Sep. 28th, 2008 12:49 am (UTC)
There is no easy resolution to our problems. It took us 50 years to get in this deep, and we will never get all the way out because 50 years from now oil will be incredibly expensive and we will still be sorting out how to survive without it. But what we need to do is let the banks fall and not bail them out by printing more money. The effect of this will be that businesses and home-purchasers will not be able to borrow money, for a long time, unless they have some connections or a really good business plan. Lots of people will loose their homes and/or their jobs, and have to go live with family or friends. The beneficial effect of this is that the dollar will keep its current value, instead of being devalued by central bank driven inflation. In the long term I think our federal reserve needs to be dissolved, such that the financial markets are no longer tied to the government, and the bubble and bust cycle will not be created by our government's efforts to shore up business. Let businesses fail that do not provide a useful product. Let the market decide. This is a long view toward a stable economy: the short run is going to be rough, regardless. Part of what we can do to stop running our economy into a hole is to stop pretending that it is our job to assure that Iran doesn't get nukes, that Iraq and Russia sell us their oil, etc etc etc. We have no right to dictate the behavoir of other countries, and it is precisely our invasive foreign policy that is driving us bankrupt. We need to retreat, lick our wounds, learn how to grow food in our yards, and stop expecting the government to keep us all rich. Because it won't happen. The bailout will cause the dollar to tank, which will be the end of the American Way. And as far as I can tell, they are going to do it. It will be a slower and worse fate than if we went into a deep depression tomorrow and emerged 10 years from now a rebalanced and more self-sufficient nation. More realistic. Less infantile and selfish. But as I have said, I don't think that the people or the powers that be are prepared for a decade of hardship to prevent a lifetime of disaster.
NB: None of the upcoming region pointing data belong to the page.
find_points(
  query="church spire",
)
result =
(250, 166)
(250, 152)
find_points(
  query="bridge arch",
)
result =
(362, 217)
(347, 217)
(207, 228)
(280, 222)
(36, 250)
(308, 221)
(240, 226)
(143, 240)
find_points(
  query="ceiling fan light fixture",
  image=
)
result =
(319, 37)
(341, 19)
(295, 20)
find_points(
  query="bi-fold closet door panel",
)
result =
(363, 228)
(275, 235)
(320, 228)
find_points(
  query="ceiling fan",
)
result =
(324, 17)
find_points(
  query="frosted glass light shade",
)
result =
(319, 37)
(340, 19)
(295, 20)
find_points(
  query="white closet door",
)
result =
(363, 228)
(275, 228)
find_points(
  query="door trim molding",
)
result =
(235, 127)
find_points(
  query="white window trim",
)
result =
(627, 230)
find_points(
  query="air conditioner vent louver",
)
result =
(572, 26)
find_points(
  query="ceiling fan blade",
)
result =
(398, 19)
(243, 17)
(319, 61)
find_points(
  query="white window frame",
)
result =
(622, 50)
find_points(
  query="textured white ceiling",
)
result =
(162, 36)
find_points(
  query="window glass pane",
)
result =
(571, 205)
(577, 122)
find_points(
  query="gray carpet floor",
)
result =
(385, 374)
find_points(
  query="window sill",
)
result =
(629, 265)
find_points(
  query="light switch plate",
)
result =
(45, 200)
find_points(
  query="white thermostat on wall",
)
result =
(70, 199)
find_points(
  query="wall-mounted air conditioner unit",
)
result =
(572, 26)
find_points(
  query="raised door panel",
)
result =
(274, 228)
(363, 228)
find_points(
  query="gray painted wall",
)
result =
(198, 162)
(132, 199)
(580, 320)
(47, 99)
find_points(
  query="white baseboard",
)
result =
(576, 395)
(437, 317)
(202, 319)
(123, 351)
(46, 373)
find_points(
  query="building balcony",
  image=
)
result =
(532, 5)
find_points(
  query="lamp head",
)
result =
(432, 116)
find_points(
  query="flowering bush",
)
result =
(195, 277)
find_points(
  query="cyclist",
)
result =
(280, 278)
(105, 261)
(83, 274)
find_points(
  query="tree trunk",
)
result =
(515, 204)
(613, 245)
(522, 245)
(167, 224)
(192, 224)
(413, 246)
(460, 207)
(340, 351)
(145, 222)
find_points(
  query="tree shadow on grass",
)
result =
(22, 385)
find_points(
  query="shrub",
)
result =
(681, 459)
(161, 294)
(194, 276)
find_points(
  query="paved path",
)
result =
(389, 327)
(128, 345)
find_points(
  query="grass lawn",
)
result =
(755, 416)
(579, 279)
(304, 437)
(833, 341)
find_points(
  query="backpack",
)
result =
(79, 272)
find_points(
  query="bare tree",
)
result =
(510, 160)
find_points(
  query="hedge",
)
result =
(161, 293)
So we are going to have short term mild hardship and long term chaos, starvation, disease and violence. This is page one of what happens when immediate gratification politics rules over long term horse sense. It is unfortunate that our country has fallen so far, but we are still high up in the saddle, and we have a long way yet to go before we hit bottom.
Sep. 27th, 2008 08:44 pm (UTC)
Thinking about the word "fundamental" and why it was used so much last night. I think the 2nd question asked by the moderator was for each candidate to discuss fundamental differences from the other. The concept seemed to stick from that point forward.